Bürgermeister Paul Wagener (2. v. r.) übergab die Tablets an Sebastian Reh (Leiter der Feuerwehr), Jens Jarosch (stellv. Einheitsführer Deuz), Olaf Fiegener (stellv. Einheitsführer Netphen) und Marvin Schneider (v. l.).
  • Bürgermeister Paul Wagener (2. v. r.) übergab die Tablets an Sebastian Reh (Leiter der Feuerwehr), Jens Jarosch (stellv. Einheitsführer Deuz), Olaf Fiegener (stellv. Einheitsführer Netphen) und Marvin Schneider (v. l.).
  • hochgeladen von Sonja Schweisfurth (Redakteurin)

sz Netphen. Schon während der Anfahrt zum Einsatzort auf einem Tablet den nächstgelegenen Hydranten suchen oder sich eine erste räumliche Übersicht auf einem Feuerwehreinsatzplan verschaffen? Das ist künftig – erstmals im Kreisgebiet Siegen-Wittgenstein – auf den Hilfeleistungslöschfahrzeugen (HLF) in den Einheiten Deuz, Dreis-Tiefenbach und Netphen möglich. Vor Kurzem übergab Bürgermeister Paul Wagener drei neue Tablets an die Freiwillige Feuerwehr.

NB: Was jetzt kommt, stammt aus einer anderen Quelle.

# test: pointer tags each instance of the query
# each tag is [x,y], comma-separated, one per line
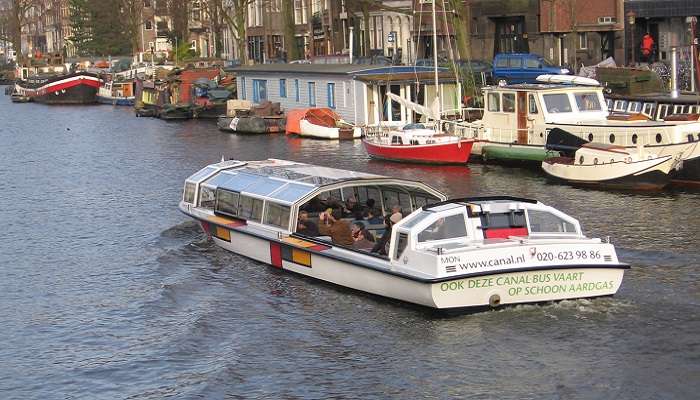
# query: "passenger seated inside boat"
[362,237]
[305,226]
[381,246]
[334,226]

Digitale Einsatzunterlagen

Die Idee dieser laut Pressemitteilung der Feuerwehr wichtigen Neuanschaffung geht auf einen Großbrand im Jahr 2017 zurück, bei dem es zu Problemen mit der Löschwasserversorgung gekommen war. Während der Aufarbeitung des Einsatzes kam der Feuerwehr in Zusammenarbeit mit der Verwaltung und dem städtischen Wasserwerk die Idee, dem Einsatzleiter digitale Einsatzunterlagen, beispielsweise Hydrantennetzpläne, zur Verfügung zu stellen, um damit die Führung des Einsatzes zu optimieren.

Zwei Jahre Testphase

Rund zwei Jahre lang testete der Einsatzführungsdienst der Feuerwehr die Praxistauglichkeit der digitalen Einsatzunterlagen. Über eine App kann der Einsatzleiter neben dem genauen Standort der Hydranten auch die Durchflussmenge und die Wasserlieferung nachvollziehen. Bei Umwelteinsätzen, bei denen zum Beispiel Kraft- oder Gefahrstoffe in die Kanalisation eindringen und sich dort schadhaft ausbreiten, können mit Hilfe digitaler Kanalpläne frühestmöglich geeignete Maßnahmen eingeleitet werden.
Über die GPS-Funktion lassen sich Zuwegungen zu Einsatzstellen in unwegsamem Gelände, sei es bei der Rettung von Personen oder bei Waldbränden, binnen kürzester Zeit effektiv nachverfolgen. Neben diesen Funktionen stehen zahlreiche weitere digitale Unterlagen zur Verfügung.

Weiterer Ausbau geplant

Das System befindet sich derzeit insgesamt im weiteren Ausbau. Zusätzliche digitale Inhalte und Funktionen, beispielsweise die Einrichtung einer automatischen Alarm-Mail, mit der der Einsatzleiter eine Übersicht der alarmierten Kräfte sowie weitere Einsatzinformationen erhält, werden künftig nach Bedarf eingerichtet und getestet.
Die Anschaffung weiterer Tablets „ist ein wichtiger Schritt, die fortlaufende Digitalisierung in den Einsatzdienst der Freiwilligen Feuerwehr Netphen zu integrieren“, heißt es abschließend.